Valor (publicado em 03/12/2021)
Sócio da Natura, para quem empresários precisam se
posicionar e pensar o país, Pedro Passos torce pelo fortalecimento da terceira
Foi em uma pelada que Pedro Passos começou a dar seus primeiros chutes certeiros. Entre um passe e outro, conheceu Guilherme Leal, que o chamou para ser executivo da antiga Ferrovia Paulista S.A. (Fepasa) e, em 1983, o convidou para ingressar na Natura, companhia de beleza que adotou a biodiversidade brasileira como causa. “Na vida, tudo é um pouco de sorte. Conheci meu sócio aos 26 anos jogando bola.” A parceria que começou a ser formada dentro da área extrapolou fora de campo.
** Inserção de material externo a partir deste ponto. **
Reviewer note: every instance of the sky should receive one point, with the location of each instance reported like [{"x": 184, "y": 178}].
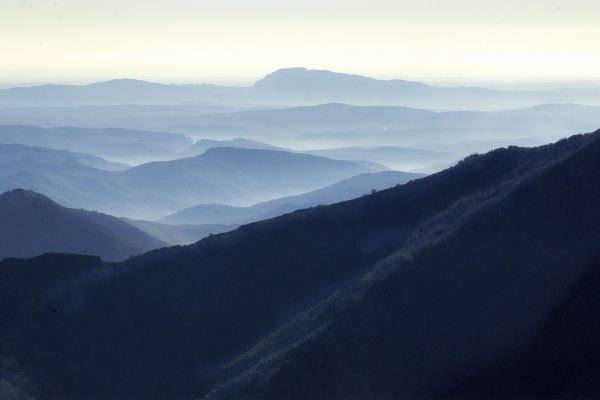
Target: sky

Trabalharam juntos na ferrovia paulista, mas não por muito
tempo. “O então [governador de São Paulo] Paulo Maluf precisava de novas
vagas”, diz. E pegou. Para a sorte deles.
“Eu sou um engenheiro que virou empresário”, conta Passos,
70 anos, ao definir sua trajetória profissional. Formado pela Escola
Politécnica da Universidade de São Paulo, com extensão em administração de
empresas pela Fundação Getulio Vargas, ele lembra que a possibilidade de
ingressar em uma empresa que já pensava em inovação o atraiu bastante, assim
como a oportunidade de virar sócio. Ele chegou à Natura para trabalhar na L’Arc
en Ciel, divisão de cosméticos e perfumes do grupo, e virou acionista dois anos
depois, em 1985. Antes, teve curta passagem pela Filtrona, que pertencia à
British American Tobacco (BAT).
Quase 40 anos depois, o trio de empresários Luiz Seabra,
fundador da Natura e “o filósofo da turma”, Guilherme Leal, “o ativista”, e
Passos, “o gestor”, colocaram a companhia brasileira de beleza na rota
internacional, com as marcas Natura, Aesop, The Body Shop e Avon.
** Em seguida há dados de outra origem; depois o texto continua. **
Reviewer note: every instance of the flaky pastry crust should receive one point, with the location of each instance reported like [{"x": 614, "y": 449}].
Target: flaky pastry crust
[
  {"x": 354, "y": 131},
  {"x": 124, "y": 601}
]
Para este “À Mesa com o Valor”, o empresário preferiu
almoçar em seu escritório, na rua Amauri, Itaim Bibi, sede de sua family
office, a Anima Investimentos. Embora goste do Parigi, restaurante que fica ao
lado de seu escritório e é a vitrine da elite paulista e da Faria Lima, Passos preferiu
conceder a entrevista em um lugar mais reservado.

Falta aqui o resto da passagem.